Le cas de la maçonnerie est emblématique de la structure politique de la République française et peut-être Jean-Luc Mélenchon en résume l’ambiguïté la plus frappante. Voilà un homme qui se vante d’être un rationaliste athée pur jus (stoïcien, pour être exact – ce qui n’est plus du tout la même chose…), en prenant soin de tacler, dès qu’il en a l’occasion, toutes les religions jugées « aliénantes » (et surtout le catholicisme avec son « âge des ténèbres » médiéval, selon un réflexe manichéen quasi congénital chez les gnostiques) et qui, de l’autre, est membre du grand Orient de France, un des plus éminents organes du laïcisme.

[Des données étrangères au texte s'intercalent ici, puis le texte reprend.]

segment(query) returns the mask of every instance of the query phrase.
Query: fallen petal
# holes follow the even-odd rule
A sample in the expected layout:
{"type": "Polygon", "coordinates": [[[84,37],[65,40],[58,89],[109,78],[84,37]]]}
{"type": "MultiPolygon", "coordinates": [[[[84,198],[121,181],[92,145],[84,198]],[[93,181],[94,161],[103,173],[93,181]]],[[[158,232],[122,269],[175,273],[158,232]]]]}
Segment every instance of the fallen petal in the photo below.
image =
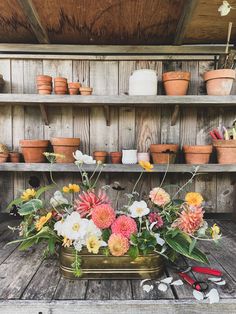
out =
{"type": "Polygon", "coordinates": [[[226,284],[225,280],[214,282],[218,286],[224,286],[226,284]]]}
{"type": "Polygon", "coordinates": [[[165,279],[162,279],[161,282],[163,283],[171,283],[173,280],[173,277],[166,277],[165,279]]]}
{"type": "Polygon", "coordinates": [[[149,293],[153,290],[153,285],[143,285],[143,291],[149,293]]]}
{"type": "Polygon", "coordinates": [[[181,279],[179,279],[179,280],[175,280],[175,281],[173,281],[172,283],[171,283],[171,285],[173,285],[173,286],[182,286],[184,283],[183,283],[183,281],[181,280],[181,279]]]}
{"type": "Polygon", "coordinates": [[[220,301],[220,296],[216,289],[211,289],[206,296],[208,297],[210,304],[218,303],[220,301]]]}
{"type": "Polygon", "coordinates": [[[197,290],[193,290],[193,296],[194,296],[194,298],[196,299],[196,300],[198,300],[198,301],[202,301],[203,299],[204,299],[204,295],[203,295],[203,293],[202,292],[200,292],[200,291],[197,291],[197,290]]]}
{"type": "Polygon", "coordinates": [[[142,285],[144,284],[144,282],[149,281],[149,280],[151,280],[151,279],[143,279],[143,280],[140,282],[140,287],[142,287],[142,285]]]}
{"type": "Polygon", "coordinates": [[[221,281],[222,278],[221,277],[210,277],[210,278],[208,278],[208,280],[210,280],[212,282],[216,282],[216,281],[221,281]]]}
{"type": "Polygon", "coordinates": [[[157,288],[158,288],[158,290],[160,290],[162,292],[166,292],[166,290],[168,289],[168,286],[164,283],[160,283],[157,288]]]}

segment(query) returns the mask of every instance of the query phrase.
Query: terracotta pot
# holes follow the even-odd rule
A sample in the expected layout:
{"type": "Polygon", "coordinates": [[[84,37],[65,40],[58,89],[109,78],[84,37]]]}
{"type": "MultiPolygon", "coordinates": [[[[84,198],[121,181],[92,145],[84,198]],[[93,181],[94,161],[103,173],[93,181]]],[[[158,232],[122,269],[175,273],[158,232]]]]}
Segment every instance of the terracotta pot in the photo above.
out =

On ne peut pas faire comme si cela n’existait pas ; on pourrait se demander quel eût été le sort de Mélenchon en 1920 où, lors du Congrès de Tours, l’un des impératifs du communisme était l’interdiction d’appartenir à une loge maçonnique, considéré comme une trahison de classe.

Une telle contradiction qui voudrait que toute religion fût aliénante sauf la maçonnerie, prend des accents quelque peu schizophrènes, c’est certain. L’ennui est de rappeler combien sa position est le coeur même de la République quand celle-ci a voulu séparer les deux ordres, en oubliant une donnée anthropologique désormais acquise : le temporel est aussi religieux. Et, comme toute religion moderne, il y a des pratiquants et des non pratiquants.

 

En finir avec l’anathème « complotiste ! »

Ce sujet n’est pas une fixation catholique, loin s’en faut. Si certains comme Philippe Ploncard d’Assac (La maçonnerie) sont ouvertement catholiques, d’autres comme le philosophe Pierre Dortiguier ou l’historien Eric Saunier le ne sont pas (à notre connaissance) ; lui-même franc-maçon (et protestant), Roger Dachez a publié des travaux tout à fait remarquables sur le sujet. Le témoignage de Maurice Caillet (J’étais franc-maçon), ancien vénérable du Grand Orient et devenu catholique depuis, semble le plus instructif. Dans ses vidéo et écrits, l’évangéliste protestant, Bill Schnoebelen, a rapporté, le plus synthétiquement possible, la mentalité maçonnique, jusque dans ses sphères lucifériennes.

Il est vrai que ce sujet a souvent été mis en avant pour entretenir le fameux anathème : « théorie du complot ! » - sophisme digne d’interprétation philosophique, facilement déconstruit par une analyse anthropologique, laquelle observe très justement que l’homme se définit d’abord par ses relations, loin d’être cet aérolithe jeté dans le monde comme s’évertuent à le professer encore les philosophies de l’absurde.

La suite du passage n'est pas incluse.